A different kind of tulip
Reminiscent of the spring blooming bulb, both the blooms and the leaves make the familiar tulip shape. These creamsicle colored blooms are real charmers and attract bees and ruby-throated hummingbirds when they open.
Looking strictly at the structure of the blooms you can see how this tree is a member of the Magnoliacae family. It is the largest tree in the Eastern forests, growing as tall as 80 feet or more. Daniel Boone used the wood for his 60' dugout canoe. George Washington said it was one of his all time favorite trees and planted them at Mount Vernon some of which are more than 140' tall now. These trees create a very tall canopy in our woods with the tallest trees void of lower branches making it difficult to see any insect activity on the leaves or blooms.

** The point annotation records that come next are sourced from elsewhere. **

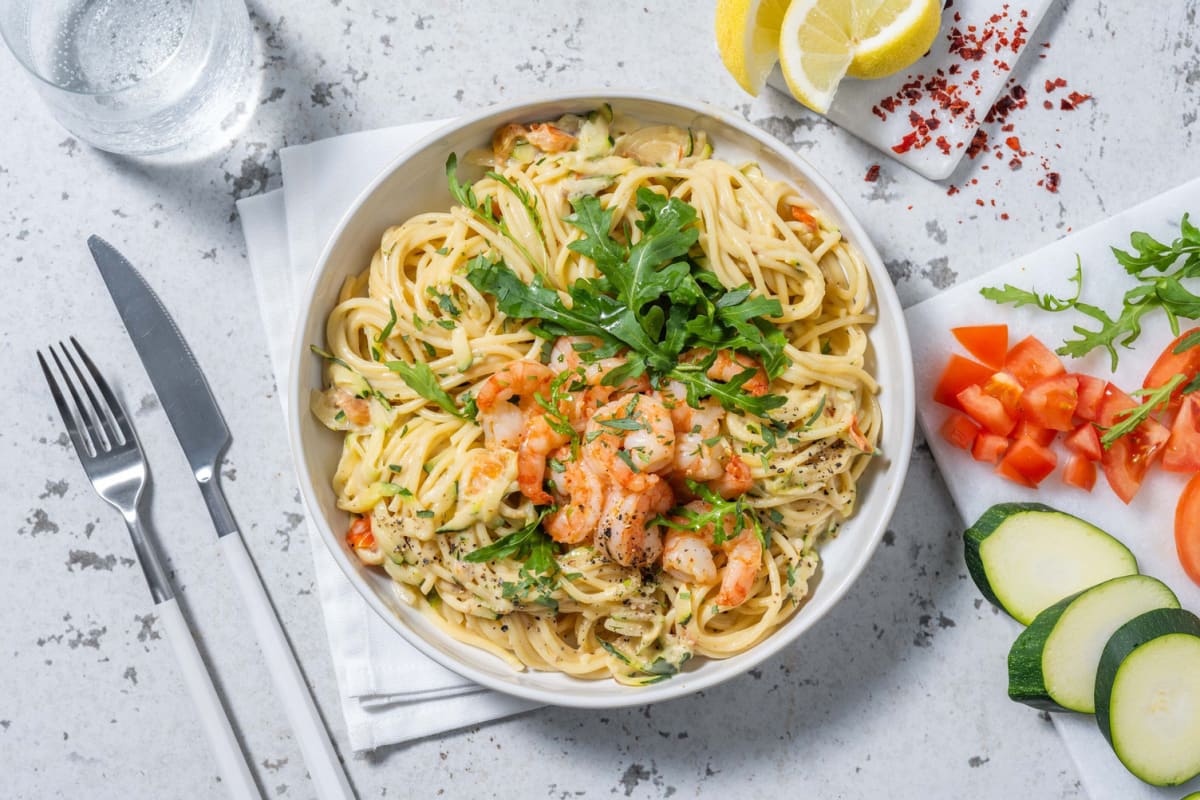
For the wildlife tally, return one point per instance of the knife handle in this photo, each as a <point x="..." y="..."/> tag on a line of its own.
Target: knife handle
<point x="328" y="776"/>
<point x="229" y="758"/>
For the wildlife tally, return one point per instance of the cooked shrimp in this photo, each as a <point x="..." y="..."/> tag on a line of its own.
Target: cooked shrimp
<point x="729" y="365"/>
<point x="743" y="557"/>
<point x="504" y="422"/>
<point x="700" y="445"/>
<point x="735" y="480"/>
<point x="629" y="439"/>
<point x="504" y="139"/>
<point x="579" y="511"/>
<point x="537" y="444"/>
<point x="549" y="138"/>
<point x="687" y="557"/>
<point x="357" y="409"/>
<point x="623" y="531"/>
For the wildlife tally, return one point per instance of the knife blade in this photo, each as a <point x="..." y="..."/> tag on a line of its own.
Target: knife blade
<point x="177" y="378"/>
<point x="202" y="432"/>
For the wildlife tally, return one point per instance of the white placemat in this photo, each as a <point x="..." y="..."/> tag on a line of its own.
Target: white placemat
<point x="1146" y="524"/>
<point x="389" y="691"/>
<point x="957" y="83"/>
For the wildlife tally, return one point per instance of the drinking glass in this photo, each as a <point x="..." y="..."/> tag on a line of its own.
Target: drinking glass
<point x="135" y="77"/>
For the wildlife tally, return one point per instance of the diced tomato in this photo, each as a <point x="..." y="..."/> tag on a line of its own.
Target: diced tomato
<point x="1182" y="453"/>
<point x="959" y="431"/>
<point x="1085" y="441"/>
<point x="989" y="343"/>
<point x="1027" y="429"/>
<point x="1171" y="364"/>
<point x="985" y="410"/>
<point x="1007" y="390"/>
<point x="360" y="536"/>
<point x="1187" y="529"/>
<point x="1030" y="361"/>
<point x="1051" y="402"/>
<point x="1128" y="458"/>
<point x="1091" y="394"/>
<point x="1079" y="473"/>
<point x="958" y="376"/>
<point x="989" y="447"/>
<point x="1027" y="462"/>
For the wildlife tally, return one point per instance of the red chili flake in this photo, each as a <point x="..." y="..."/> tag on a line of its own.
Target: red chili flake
<point x="905" y="143"/>
<point x="978" y="144"/>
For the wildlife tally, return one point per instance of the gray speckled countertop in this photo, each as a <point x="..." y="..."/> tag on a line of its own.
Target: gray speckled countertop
<point x="899" y="691"/>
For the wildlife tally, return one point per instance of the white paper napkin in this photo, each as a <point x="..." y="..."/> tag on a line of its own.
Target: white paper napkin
<point x="1000" y="28"/>
<point x="1146" y="524"/>
<point x="389" y="691"/>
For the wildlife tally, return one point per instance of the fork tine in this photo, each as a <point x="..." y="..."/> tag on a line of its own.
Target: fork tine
<point x="114" y="407"/>
<point x="95" y="440"/>
<point x="111" y="434"/>
<point x="69" y="419"/>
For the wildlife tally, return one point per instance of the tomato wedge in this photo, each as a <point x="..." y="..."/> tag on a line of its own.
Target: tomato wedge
<point x="1007" y="390"/>
<point x="1079" y="473"/>
<point x="985" y="410"/>
<point x="1091" y="394"/>
<point x="1187" y="529"/>
<point x="1128" y="458"/>
<point x="1027" y="463"/>
<point x="958" y="376"/>
<point x="1030" y="361"/>
<point x="1182" y="453"/>
<point x="1026" y="429"/>
<point x="989" y="343"/>
<point x="360" y="535"/>
<point x="1085" y="441"/>
<point x="1171" y="364"/>
<point x="989" y="447"/>
<point x="1051" y="402"/>
<point x="960" y="431"/>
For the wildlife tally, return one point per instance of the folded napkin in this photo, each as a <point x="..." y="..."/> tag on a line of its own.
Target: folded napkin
<point x="390" y="692"/>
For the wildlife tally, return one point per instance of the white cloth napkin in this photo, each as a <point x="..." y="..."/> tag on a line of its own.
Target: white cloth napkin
<point x="390" y="692"/>
<point x="1146" y="524"/>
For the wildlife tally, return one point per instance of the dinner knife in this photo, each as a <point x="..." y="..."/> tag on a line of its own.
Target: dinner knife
<point x="202" y="432"/>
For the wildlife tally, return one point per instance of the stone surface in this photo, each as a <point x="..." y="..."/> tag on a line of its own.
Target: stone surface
<point x="900" y="689"/>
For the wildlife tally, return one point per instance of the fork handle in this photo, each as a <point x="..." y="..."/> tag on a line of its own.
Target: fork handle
<point x="231" y="762"/>
<point x="328" y="776"/>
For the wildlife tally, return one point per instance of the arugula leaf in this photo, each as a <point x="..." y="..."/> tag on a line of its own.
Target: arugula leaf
<point x="1045" y="302"/>
<point x="420" y="379"/>
<point x="1135" y="416"/>
<point x="528" y="543"/>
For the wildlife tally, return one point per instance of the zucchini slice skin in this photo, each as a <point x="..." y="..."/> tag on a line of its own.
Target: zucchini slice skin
<point x="994" y="521"/>
<point x="1161" y="625"/>
<point x="1027" y="659"/>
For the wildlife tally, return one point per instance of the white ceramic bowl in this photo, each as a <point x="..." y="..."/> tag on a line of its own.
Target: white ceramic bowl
<point x="415" y="182"/>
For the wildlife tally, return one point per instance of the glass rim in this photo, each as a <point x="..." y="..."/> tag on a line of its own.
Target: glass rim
<point x="37" y="76"/>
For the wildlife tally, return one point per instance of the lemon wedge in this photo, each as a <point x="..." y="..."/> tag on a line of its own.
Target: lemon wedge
<point x="748" y="38"/>
<point x="822" y="41"/>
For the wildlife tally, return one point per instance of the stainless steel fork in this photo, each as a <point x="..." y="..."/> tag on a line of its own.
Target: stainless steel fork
<point x="112" y="457"/>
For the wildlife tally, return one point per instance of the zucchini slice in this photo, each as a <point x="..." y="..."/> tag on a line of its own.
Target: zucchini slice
<point x="1025" y="557"/>
<point x="1053" y="662"/>
<point x="1147" y="696"/>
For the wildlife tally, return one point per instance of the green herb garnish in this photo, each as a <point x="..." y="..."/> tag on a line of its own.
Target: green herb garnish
<point x="420" y="379"/>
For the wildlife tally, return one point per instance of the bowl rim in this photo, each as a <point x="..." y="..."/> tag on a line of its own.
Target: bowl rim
<point x="886" y="299"/>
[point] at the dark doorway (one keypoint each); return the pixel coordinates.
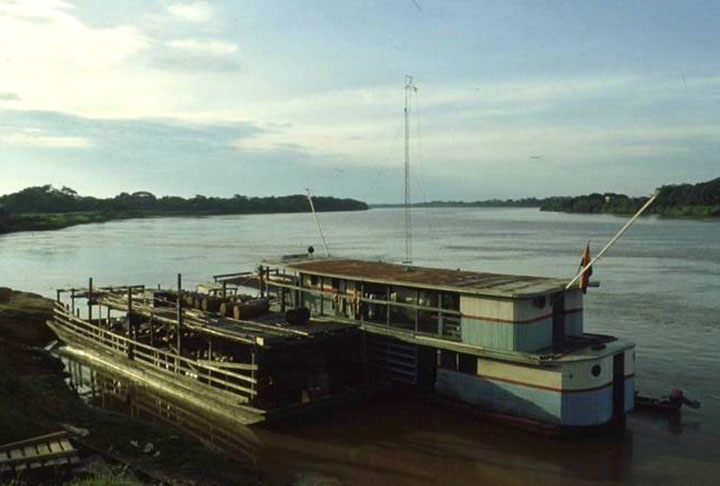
(619, 386)
(558, 319)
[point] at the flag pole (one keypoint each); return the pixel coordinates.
(614, 239)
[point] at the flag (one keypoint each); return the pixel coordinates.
(585, 277)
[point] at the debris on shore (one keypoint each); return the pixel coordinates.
(35, 401)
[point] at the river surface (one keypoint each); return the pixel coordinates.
(660, 287)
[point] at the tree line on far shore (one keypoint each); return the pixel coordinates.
(694, 200)
(42, 208)
(48, 199)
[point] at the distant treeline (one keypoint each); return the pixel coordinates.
(531, 202)
(692, 200)
(46, 207)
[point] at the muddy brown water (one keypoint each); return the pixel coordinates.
(394, 440)
(660, 287)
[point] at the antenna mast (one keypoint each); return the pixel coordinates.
(409, 89)
(317, 222)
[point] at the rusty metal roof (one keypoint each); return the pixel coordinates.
(479, 283)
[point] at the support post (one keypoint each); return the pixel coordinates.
(130, 328)
(90, 300)
(179, 315)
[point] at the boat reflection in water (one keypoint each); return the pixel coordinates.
(388, 440)
(105, 391)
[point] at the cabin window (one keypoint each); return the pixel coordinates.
(448, 360)
(451, 301)
(401, 316)
(540, 302)
(375, 312)
(428, 320)
(467, 363)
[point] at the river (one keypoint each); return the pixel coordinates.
(659, 287)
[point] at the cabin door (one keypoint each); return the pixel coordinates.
(558, 318)
(618, 386)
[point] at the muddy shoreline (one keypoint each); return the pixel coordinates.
(35, 400)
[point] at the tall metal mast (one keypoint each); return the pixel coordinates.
(317, 222)
(409, 89)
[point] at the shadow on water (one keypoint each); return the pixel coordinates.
(393, 440)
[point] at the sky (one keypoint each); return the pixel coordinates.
(514, 98)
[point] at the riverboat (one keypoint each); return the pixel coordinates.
(323, 330)
(513, 345)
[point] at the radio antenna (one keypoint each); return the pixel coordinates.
(409, 89)
(317, 222)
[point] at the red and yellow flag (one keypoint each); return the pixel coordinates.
(585, 277)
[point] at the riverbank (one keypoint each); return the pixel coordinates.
(35, 400)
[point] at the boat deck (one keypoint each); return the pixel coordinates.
(269, 330)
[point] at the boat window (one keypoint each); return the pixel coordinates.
(400, 316)
(451, 301)
(448, 360)
(428, 320)
(467, 363)
(375, 312)
(540, 302)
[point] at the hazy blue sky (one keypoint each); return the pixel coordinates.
(515, 99)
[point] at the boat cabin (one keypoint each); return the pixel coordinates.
(486, 310)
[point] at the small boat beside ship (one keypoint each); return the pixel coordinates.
(325, 330)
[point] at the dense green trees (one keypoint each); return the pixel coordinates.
(47, 199)
(697, 200)
(46, 207)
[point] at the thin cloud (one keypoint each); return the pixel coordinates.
(193, 12)
(37, 139)
(204, 47)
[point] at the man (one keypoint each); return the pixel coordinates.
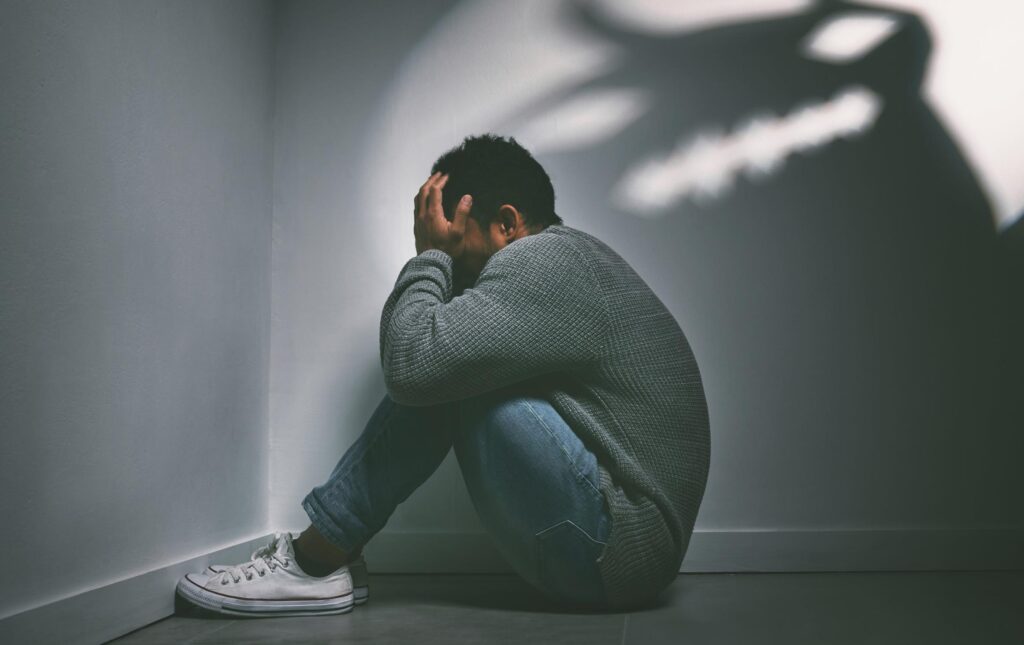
(567, 390)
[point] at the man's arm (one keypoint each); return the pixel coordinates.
(536, 308)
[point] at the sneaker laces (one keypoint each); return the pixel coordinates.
(264, 559)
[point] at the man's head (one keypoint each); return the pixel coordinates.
(512, 197)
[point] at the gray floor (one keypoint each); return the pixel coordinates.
(972, 607)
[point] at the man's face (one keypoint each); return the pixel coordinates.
(478, 247)
(481, 243)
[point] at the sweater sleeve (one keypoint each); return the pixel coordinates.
(535, 308)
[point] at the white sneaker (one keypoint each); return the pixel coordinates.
(270, 584)
(357, 568)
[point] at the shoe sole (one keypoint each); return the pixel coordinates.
(233, 605)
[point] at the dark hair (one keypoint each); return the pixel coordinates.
(497, 171)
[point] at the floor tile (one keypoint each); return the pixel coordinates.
(904, 608)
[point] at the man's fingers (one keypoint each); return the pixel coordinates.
(421, 197)
(461, 214)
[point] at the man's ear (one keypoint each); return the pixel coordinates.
(510, 223)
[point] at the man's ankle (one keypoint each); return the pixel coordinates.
(312, 547)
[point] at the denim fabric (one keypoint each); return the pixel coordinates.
(532, 482)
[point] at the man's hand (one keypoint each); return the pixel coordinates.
(431, 228)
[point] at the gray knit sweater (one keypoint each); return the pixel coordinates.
(564, 314)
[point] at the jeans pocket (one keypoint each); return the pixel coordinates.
(566, 557)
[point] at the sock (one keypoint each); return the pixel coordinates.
(312, 566)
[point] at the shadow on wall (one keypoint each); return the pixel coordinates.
(864, 251)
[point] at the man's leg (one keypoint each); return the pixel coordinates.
(399, 448)
(536, 488)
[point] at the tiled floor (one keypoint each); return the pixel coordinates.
(932, 608)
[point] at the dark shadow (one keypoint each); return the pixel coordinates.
(861, 275)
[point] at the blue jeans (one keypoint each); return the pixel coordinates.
(532, 482)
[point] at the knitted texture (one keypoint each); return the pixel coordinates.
(562, 314)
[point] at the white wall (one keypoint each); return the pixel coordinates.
(135, 220)
(846, 311)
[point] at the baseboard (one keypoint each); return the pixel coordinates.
(99, 614)
(711, 551)
(112, 610)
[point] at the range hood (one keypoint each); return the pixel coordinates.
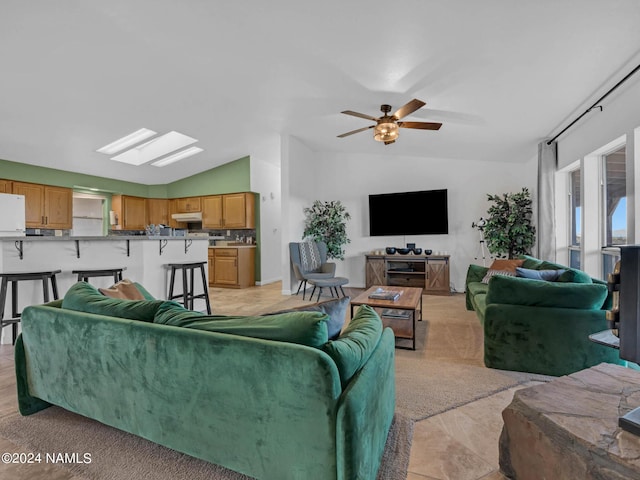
(193, 217)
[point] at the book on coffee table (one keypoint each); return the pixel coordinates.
(381, 294)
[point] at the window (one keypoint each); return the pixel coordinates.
(576, 228)
(615, 198)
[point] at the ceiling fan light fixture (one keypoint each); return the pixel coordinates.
(386, 132)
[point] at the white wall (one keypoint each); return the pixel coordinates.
(265, 180)
(350, 178)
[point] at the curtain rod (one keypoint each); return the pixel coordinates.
(595, 105)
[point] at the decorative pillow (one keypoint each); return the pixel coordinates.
(84, 297)
(508, 265)
(304, 328)
(491, 273)
(548, 275)
(335, 308)
(354, 347)
(124, 289)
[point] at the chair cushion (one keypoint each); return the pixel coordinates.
(310, 257)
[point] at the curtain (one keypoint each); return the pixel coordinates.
(547, 165)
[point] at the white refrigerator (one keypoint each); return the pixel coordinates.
(12, 215)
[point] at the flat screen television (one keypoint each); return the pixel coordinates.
(409, 213)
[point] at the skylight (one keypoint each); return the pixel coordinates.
(164, 149)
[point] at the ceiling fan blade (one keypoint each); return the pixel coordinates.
(420, 125)
(355, 131)
(361, 115)
(409, 108)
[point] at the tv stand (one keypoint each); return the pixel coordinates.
(429, 272)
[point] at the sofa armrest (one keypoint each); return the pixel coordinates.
(540, 293)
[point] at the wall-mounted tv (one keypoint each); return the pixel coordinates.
(409, 213)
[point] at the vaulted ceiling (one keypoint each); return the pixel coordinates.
(499, 74)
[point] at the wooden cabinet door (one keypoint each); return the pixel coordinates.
(212, 211)
(158, 211)
(6, 186)
(58, 207)
(134, 213)
(437, 280)
(188, 205)
(238, 210)
(34, 201)
(225, 269)
(375, 271)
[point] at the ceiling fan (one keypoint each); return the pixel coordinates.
(386, 127)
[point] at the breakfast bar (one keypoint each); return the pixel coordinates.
(142, 258)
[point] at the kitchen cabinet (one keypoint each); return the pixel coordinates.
(46, 206)
(6, 186)
(158, 211)
(131, 212)
(187, 205)
(233, 210)
(232, 267)
(212, 211)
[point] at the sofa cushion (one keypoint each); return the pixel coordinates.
(125, 289)
(525, 291)
(506, 264)
(304, 328)
(476, 288)
(336, 308)
(548, 275)
(358, 340)
(491, 272)
(570, 275)
(84, 297)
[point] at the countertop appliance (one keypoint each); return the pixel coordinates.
(12, 215)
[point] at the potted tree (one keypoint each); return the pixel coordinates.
(508, 231)
(327, 222)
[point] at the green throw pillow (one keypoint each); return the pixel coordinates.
(336, 308)
(356, 344)
(84, 297)
(304, 328)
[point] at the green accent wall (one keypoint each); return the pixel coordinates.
(231, 177)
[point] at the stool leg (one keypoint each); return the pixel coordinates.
(45, 289)
(185, 295)
(54, 286)
(206, 289)
(14, 310)
(171, 281)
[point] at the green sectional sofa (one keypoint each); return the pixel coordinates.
(540, 326)
(290, 405)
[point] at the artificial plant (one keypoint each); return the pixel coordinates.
(327, 222)
(508, 230)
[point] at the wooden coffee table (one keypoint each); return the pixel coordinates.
(400, 315)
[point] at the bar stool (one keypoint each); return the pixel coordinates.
(188, 294)
(84, 275)
(14, 278)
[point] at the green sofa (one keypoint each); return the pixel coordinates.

It is a wonderful tree for wildlife. White-tailed deer and rabbits browse the young trees. A host plant for the Eastern Tiger Swallowtail and Spicebush butterfly as well as the Promethea and Tulip Tree moth. Migratory birds such as the Baltimore Orioles and Scarlet Tanagers feed in these trees while finches and hummingbirds seek out the flower's rich nectar. Seeds provide food for a variety of birds including finches, cardinals, and quail.
As the blooms are marooned so high up in the tree they are heavy with nectar, an adaptation developed to attract pollinators that don't normally forage so high up. After all there needs to be a reward for such a high altitude visit and these voluptuous blooms are the prize.